In August 1993, Dr. Michio Kaku, Professor of Nuclear Physics, City University of New York, evaluated studies conducted or commissioned by GPU and the NRC on the amount  of fuel left in TMI-2. Dr. Kaku concluded, “ It appears that every few months, since 1990, a new estimate is made of core debris, often with little relationship to the previous estimate...estimates range from 608.8 kg to 1,322 kg...This is rather unsettling...The still unanswered questions are therefore: precisely how much uranium is left in the core, and how much uranium can collect in the bottom of the reactor to initiate re-criticality.”

In February, 1997 , GPU announced in 1997 Annual Report  that the cost to decommission TMI-2 doubled in four years. The original $200 million projection has been increased to $399 million for radioactive decommissioning. An additional $34 million will be needed for non-radiological decommissioning. The new funding “target” is $433 million; or a 110% increase in just 48 months.

On July 21, 1999, GPU Nuclear received permission form the NRC to reduce the insurance at TMI-2 from $1.06 billion to $50 million.

On December 20, 1999, TMI-’2s license was transferred from GPU Nuclear to AmerGen. TMI-2 remains a GPU possession in placed in Post-Defueling Monitored Storage in 1992. GPU contracts with AmerGen to maintain a skeletal staff presence at TMI-2.

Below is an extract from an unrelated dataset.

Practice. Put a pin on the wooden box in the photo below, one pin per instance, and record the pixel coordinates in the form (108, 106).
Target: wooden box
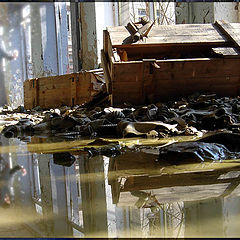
(173, 61)
(56, 91)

In November, 2001, TMI-2 was formally transferred from GPU Nuclear to FirstEnergy. GPU Nuclear retains the license for TMI-2 and is owned by FirstEnergy Nuclear Operating Company.

 
• 2053 - Cost and date of TMI-2 decommissioning?
“Press & Journal,” Dan Miller
 
•  March 28, 2018. Price tag: $1.266 billion from 2018 to 2053, according to an analysis released March 26 by the Nuclear Regulatory Commission.
 
“The analysis released by the NRC is an update provided by GPU Nuclear regarding the status of Unit 2’s decommissioning trust fund. GPU Nuclear is a subsidiary of FirstEnergy. While Exelon owns the functioning part of the nuclear facility, GPU Nuclear still owns Unit 2 and contracts its monitoring to Exelon.”
 
“During the years 2018 through 2039, GPU is continuing to wait until radioactive decay levels “decrease sufficiently” at Unit 2 “to allow for a more effective clean up of the facility,” Sheehan said. After the March 1979 accident, a cleanup was undertaken of Unit 2, with damaged high-level fuel from the reactor sent to a facility in Idaho where the fuel remains stored in dry casks today...”
 
“Since the accident, GPU has been only monitoring and maintaining security at Unit 2. That will remain the case until 2040 when the physical process of decommissioning and tearing down the stricken reactor can begin, according to the GPU trust fund update.”